Effects of different application methods on the growth of cotton plants

Salt stress can cause many adverse physiological and biochemical effects in cotton plants (Munawar et al., 2021), such as plant height, fresh and dry weights, leaf area, photosynthesis (Pn) and yield were decreased significantly by salinity stress (Loka et al., 2011). The decrease in photosynthesis was attributed to the reduction of total chlorophyll content and the distortion of chlorophyll ultrastructure under salinity stress (Meng et al., 2011). In the present study, the plant height, photosynthesis, Chl content and boll load under UM treatment were significantly higher than that under BM and HUHB treatments (Fig. 2).

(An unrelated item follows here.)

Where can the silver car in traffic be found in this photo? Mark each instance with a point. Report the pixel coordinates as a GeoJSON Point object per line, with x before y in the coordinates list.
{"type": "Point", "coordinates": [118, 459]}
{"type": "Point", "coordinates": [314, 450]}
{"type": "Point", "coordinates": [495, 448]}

The UM treatment alleviated the salt damage to the cotton plant compared with the BM and HUHB treatments. In fact, recent studies have shown that increasing N supply could lessen the salinity stress of Brassica genotypes (Siddiqui et al., 2010), tomato plants (Singh et al., 2019), wheat seedlings (Ahanger et al., 2019) and cotton plants (Sikder et al., 2020). Accordingly, the alleviated salinity stress under the UM treatment might be attributed to the increased N uptake compared with the other two treatments.

Effect of different N application methods on dry matter and N accumulation

Higher dry matter accumulation guarantees a high cotton yield. It was conducive to maintaining a balance between vegetative and reproductive growth and establishing a reasonable population basis for a high cotton yield so that the dry matter of the population was maintained in an appropriate range (Ye et al., 2004; Zhu et al., 2011). However, the dry matter of cotton decreased significantly under salt stress (Luo et al., 2015; Guo et al., 2022). The leaf and root dry weights decreased gradually as the NaCl concentration increased (Zhang et al., 2014). Although salt stress reduces the accumulation of dry matter in cotton, it might be more conducive to the transport of nutrients to the reproductive organs and increase the dry matter ratio of reproductive to vegetative organs (Feng et al., 2022). In the present study, dry matter accumulation in the vegetative and reproductive organs of UM was significantly higher than that of BM and HUHB (Fig. 3A and B). The dry matter ratio of the reproductive to vegetative organs of UM obviously decreased compared with that of BM and HUHB (Fig. 3C). The results indicated that UM treatment could alleviate salinity stress in cotton.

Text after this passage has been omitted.